In the phase 2 study, patients with Guillian-Barré syndrome will receive imlifidase on day 1, followed with intravenous immunoglobulin on days 3-7, with outcomes of safety and change in disability.
According to a recent announcement, enrollment for the phase 2, open-label, multicenter study (NCT03943589) of Hansa Biopharma’s imlifidase in patients with Guillain-Barré syndrome (GBS) has completed, with topline data expected to be released during the second half of 2023.1
GBS, a rare, acute, paralyzing, inflammatory disease of the peripheral nervous system, affects 1-2 in 100,000 people annually, and has been typically treated with intravenous immunoglobulin (IVIG). Developed by Hansa, imlifidase is a unique antibody-cleaving enzyme originating from Streptococcus pyogenes that specifically targets IgG and inhibits IgG-mediated immune response. The agent is designed to eliminate pathogenic IgG, inhibiting previously cleaved IgG antibodies within hours of administration.
The phase 2 study will include approximately 30 patients who are eligible for IVIG treatment based on current practice, essentially, a GBS disability score greater than 3 and within 10 days of onset of weakness. All patients will receive 1 dose of imlifidase 0.25 mg/kg on day 1, followed by 0.4 g/kg of IVIG, administered for 5 consecutive days, starting on day 3, at least 48 hours after imlifidase administration. Patients will be assessed on safety, as measured by adverse events (AEs), and change in disability at 4 weeks using the 6-point GBS disability score.
"This phase 2 study of imlifidase in GBS is an important next step in understanding the role of our antibody-cleaving enzyme technology in treating rare immunologic conditions,” Soren Tulstrup, president and chief executive officer, Hansa Biopharma, said in a statement.1 "We remain fully committed to advancing the science and delivering innovative therapies to the many patients affected by severe immunologic conditions."
Efficacy parameters will be compared with a control group consisting of up to 4 individuals from the International Guillain-Barré Syndrome Outcome Study (IGOS) database. Matching will be done on geographical locations, age, presence of diarrhea, and severity of condition. The outcome of the comparative efficacy analysis between the 2 cohorts is expected to be shared during 2024.
Investigators hope that a reduction of pathological antibodies caused by imlifidase will results in aborted progression, quicker recovery, and less severe disease. In addition to the primary outcomes, the trial will also assess secondary measures of mean change in disability based on GBS disability score, ability to walk unaided at 4, 8, and 26 weeks, time to improvement by at least 1 GBS disability score grade, and change in Rasch-built Overall Disability scale, among others.
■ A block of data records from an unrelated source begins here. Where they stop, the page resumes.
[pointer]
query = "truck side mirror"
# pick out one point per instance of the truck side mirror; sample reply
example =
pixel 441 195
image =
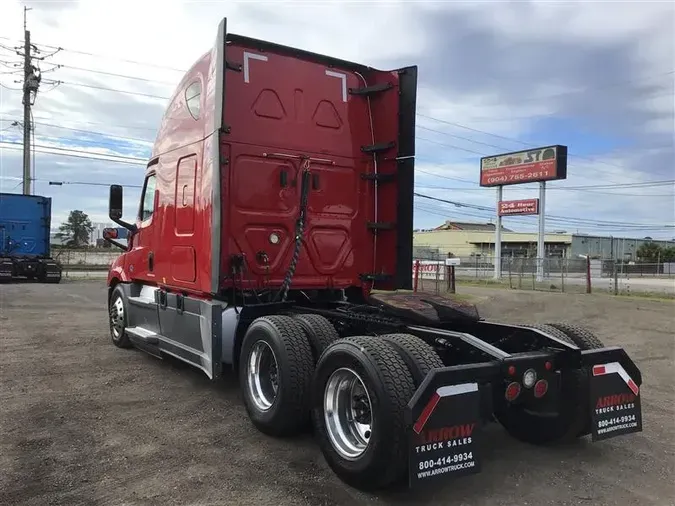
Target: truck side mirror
pixel 115 204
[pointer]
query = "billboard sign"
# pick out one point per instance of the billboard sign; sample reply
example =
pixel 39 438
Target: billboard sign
pixel 540 164
pixel 523 207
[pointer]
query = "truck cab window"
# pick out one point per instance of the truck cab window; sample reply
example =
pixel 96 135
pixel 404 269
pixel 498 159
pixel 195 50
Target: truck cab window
pixel 193 95
pixel 148 198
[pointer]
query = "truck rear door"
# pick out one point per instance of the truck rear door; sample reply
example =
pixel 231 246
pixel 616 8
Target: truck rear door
pixel 285 108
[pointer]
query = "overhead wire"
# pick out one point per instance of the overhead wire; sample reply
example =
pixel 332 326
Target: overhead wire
pixel 165 98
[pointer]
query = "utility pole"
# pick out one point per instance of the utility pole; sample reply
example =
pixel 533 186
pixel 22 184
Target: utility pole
pixel 27 71
pixel 31 83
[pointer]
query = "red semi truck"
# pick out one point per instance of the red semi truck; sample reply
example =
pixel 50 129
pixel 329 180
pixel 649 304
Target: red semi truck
pixel 274 236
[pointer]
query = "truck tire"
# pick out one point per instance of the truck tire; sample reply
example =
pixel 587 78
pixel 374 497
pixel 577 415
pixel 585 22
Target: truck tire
pixel 585 340
pixel 580 336
pixel 320 332
pixel 275 372
pixel 419 357
pixel 117 312
pixel 550 329
pixel 569 418
pixel 367 376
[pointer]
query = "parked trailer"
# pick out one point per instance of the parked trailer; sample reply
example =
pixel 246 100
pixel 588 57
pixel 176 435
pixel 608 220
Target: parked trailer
pixel 274 236
pixel 25 222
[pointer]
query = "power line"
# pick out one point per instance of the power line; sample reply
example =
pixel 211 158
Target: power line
pixel 75 150
pixel 103 88
pixel 113 74
pixel 79 183
pixel 99 55
pixel 78 156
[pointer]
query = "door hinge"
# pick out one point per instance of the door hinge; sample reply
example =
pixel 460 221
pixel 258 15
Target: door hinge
pixel 379 177
pixel 376 226
pixel 378 148
pixel 161 298
pixel 371 90
pixel 233 66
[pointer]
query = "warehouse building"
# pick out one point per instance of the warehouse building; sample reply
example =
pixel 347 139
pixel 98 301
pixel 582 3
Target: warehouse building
pixel 476 240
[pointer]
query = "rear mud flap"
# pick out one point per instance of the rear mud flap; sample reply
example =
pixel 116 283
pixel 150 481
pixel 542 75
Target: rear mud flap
pixel 615 402
pixel 445 438
pixel 445 419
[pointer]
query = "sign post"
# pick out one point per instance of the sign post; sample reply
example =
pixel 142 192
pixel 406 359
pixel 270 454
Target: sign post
pixel 541 245
pixel 548 163
pixel 498 236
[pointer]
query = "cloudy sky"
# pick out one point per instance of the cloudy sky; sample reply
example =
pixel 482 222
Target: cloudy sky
pixel 494 77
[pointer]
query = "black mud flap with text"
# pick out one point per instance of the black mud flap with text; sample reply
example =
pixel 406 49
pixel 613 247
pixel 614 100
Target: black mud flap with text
pixel 444 440
pixel 615 402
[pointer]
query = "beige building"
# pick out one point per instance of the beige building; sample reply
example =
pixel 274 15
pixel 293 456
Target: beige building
pixel 477 240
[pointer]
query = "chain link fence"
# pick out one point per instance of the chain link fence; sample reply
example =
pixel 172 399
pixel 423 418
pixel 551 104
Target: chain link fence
pixel 569 275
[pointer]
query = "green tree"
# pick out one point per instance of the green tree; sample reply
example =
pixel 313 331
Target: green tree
pixel 668 254
pixel 650 252
pixel 75 231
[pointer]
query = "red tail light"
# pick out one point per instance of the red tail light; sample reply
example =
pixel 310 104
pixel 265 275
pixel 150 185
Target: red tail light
pixel 512 391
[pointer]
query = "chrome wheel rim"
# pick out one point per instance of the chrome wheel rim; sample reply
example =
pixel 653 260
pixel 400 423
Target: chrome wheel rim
pixel 117 318
pixel 348 413
pixel 263 376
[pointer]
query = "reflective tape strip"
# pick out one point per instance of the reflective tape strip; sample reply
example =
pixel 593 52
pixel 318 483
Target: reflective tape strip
pixel 616 368
pixel 444 391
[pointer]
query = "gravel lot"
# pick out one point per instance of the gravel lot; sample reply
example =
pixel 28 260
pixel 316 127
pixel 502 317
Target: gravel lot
pixel 83 422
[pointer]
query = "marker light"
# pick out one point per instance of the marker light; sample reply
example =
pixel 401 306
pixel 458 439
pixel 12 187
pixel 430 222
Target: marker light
pixel 512 391
pixel 540 388
pixel 529 378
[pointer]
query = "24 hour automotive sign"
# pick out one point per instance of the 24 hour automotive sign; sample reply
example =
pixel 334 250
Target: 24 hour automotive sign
pixel 540 164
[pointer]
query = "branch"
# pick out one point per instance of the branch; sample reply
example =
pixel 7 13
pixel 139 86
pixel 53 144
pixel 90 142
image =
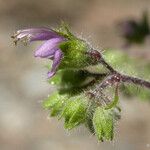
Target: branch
pixel 114 77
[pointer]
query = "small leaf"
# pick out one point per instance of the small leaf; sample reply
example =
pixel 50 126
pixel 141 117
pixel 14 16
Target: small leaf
pixel 74 113
pixel 103 124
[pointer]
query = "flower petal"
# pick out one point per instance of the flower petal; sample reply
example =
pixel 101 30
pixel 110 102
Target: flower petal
pixel 57 60
pixel 35 34
pixel 48 49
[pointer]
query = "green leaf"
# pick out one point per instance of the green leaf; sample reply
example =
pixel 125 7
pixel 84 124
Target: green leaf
pixel 55 103
pixel 74 112
pixel 103 124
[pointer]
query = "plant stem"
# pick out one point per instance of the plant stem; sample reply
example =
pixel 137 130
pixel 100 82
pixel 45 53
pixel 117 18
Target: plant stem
pixel 114 76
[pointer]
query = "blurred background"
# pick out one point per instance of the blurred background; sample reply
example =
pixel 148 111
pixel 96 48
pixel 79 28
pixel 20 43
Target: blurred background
pixel 23 123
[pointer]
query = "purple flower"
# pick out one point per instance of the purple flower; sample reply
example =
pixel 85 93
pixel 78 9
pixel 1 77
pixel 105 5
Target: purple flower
pixel 49 49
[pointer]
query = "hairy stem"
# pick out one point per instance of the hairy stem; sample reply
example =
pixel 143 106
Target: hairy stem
pixel 114 76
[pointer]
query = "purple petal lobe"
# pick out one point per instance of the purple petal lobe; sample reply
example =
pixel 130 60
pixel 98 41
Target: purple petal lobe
pixel 48 49
pixel 57 60
pixel 35 34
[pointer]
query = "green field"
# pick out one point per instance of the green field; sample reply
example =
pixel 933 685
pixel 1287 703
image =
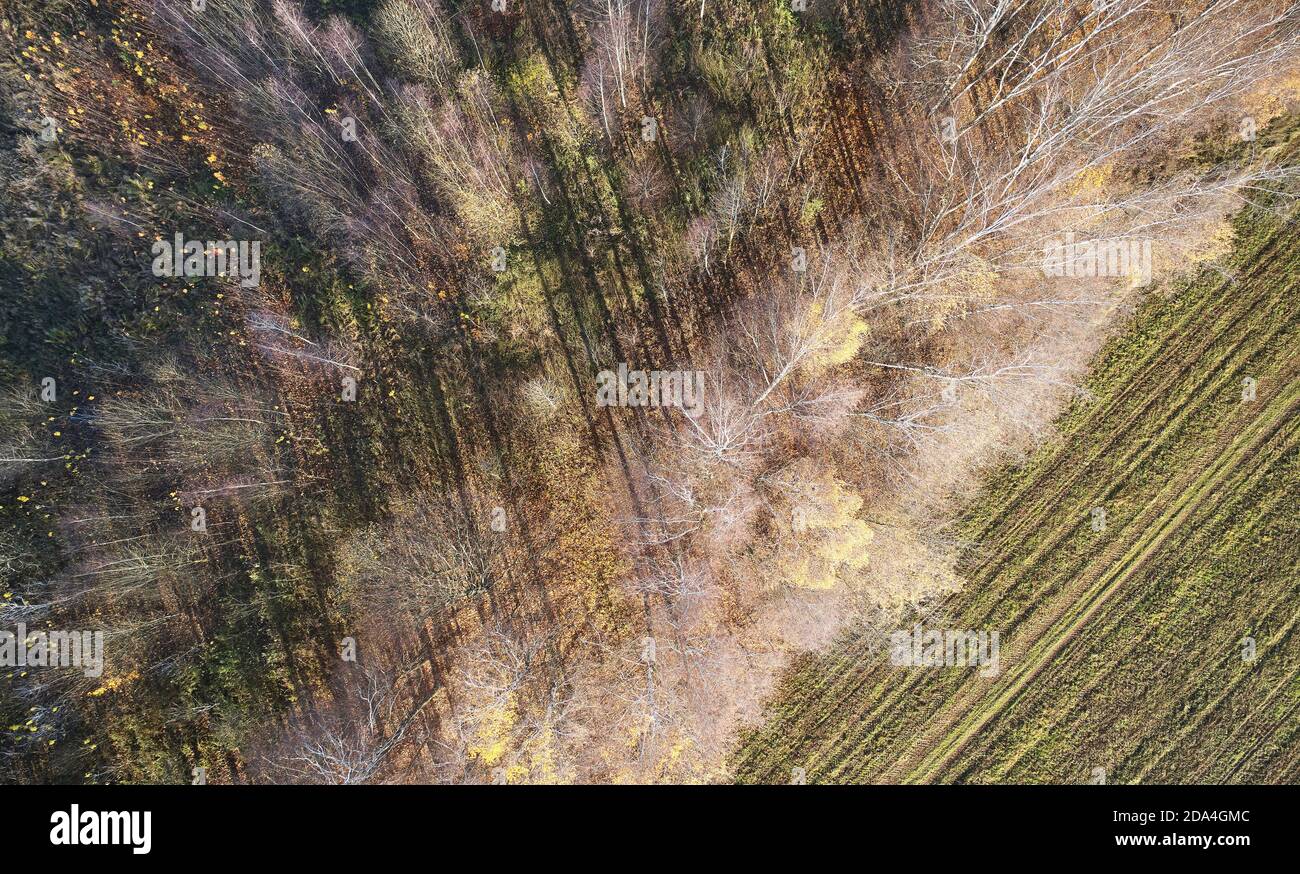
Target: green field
pixel 1121 649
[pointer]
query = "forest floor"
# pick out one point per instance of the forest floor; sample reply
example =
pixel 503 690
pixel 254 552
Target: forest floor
pixel 1157 649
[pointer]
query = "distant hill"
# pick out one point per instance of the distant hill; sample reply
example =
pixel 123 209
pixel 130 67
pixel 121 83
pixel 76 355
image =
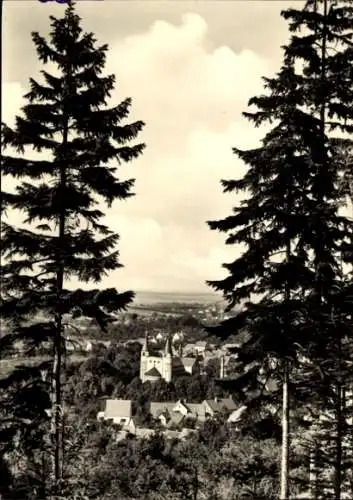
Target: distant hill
pixel 145 297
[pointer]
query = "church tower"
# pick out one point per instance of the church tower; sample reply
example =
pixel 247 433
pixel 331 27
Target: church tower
pixel 144 357
pixel 168 360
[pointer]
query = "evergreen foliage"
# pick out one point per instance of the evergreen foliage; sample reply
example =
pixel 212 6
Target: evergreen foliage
pixel 292 235
pixel 60 194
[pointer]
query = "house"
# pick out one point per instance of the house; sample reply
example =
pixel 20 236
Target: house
pixel 119 411
pixel 201 346
pixel 214 407
pixel 236 415
pixel 175 413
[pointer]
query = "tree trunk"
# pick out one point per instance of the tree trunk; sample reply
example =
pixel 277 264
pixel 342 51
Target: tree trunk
pixel 313 477
pixel 284 495
pixel 57 410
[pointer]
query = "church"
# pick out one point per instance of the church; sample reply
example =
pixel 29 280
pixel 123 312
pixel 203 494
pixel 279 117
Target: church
pixel 165 364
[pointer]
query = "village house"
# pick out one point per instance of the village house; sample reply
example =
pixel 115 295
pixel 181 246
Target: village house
pixel 118 411
pixel 171 414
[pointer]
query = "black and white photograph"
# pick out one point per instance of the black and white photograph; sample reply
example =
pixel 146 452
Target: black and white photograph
pixel 176 250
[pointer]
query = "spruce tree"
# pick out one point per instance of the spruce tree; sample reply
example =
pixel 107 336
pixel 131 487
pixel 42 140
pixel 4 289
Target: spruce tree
pixel 289 225
pixel 67 118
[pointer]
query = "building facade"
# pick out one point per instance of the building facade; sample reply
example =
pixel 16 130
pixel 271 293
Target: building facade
pixel 164 364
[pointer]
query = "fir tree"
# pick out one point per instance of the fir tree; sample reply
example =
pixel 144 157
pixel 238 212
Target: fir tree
pixel 289 225
pixel 66 117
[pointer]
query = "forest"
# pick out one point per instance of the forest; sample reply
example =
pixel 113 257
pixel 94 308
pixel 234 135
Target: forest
pixel 292 274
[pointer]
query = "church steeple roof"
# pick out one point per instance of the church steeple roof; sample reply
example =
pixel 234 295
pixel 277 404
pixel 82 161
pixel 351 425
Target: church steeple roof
pixel 168 346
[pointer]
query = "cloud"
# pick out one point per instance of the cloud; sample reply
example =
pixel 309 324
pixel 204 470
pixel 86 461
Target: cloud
pixel 191 97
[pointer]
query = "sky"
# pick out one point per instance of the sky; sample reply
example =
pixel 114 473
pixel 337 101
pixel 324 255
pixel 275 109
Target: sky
pixel 190 68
"In the treatment of GBS, a timely diagnosis and treatment are crucial to reducing the severity of the symptoms and minimizing long term damage. With a unique treatment approach focused on rapidly and effectively reducing IgG levels, imlifidase represents a potentially new way to treat GBS patients,” international coordinating principal investigator Shahram Attarian, head, Department of Neuromuscular Diseases and ALS, Hopitaux Universitaires de Marseille, said in a statement.
In the US, the FDA previously granted imlifidase orphan drug designation for the treatment of antibody-mediated organ rejection in solid organ transplant patients in September 2015, and later received the same designation in February 2018 for GBS. Later that year, in July 2018, it received orphan drug designation for anti-GBM antibody disease, also known as Goodpasture’s disease.
Following a successful pre-investigational new drug application (IND) meeting with the FDA in late 2021, Hansa announced it would proceed with a phase 3 study assessing the agent in anti-GBM. The trial includes 50 patients with anti-GBM disease who are randomly assigned either standard of care or imlifidase plus standard of care, with the primary end point of renal function, assessed by means of eGFR, at 6 months.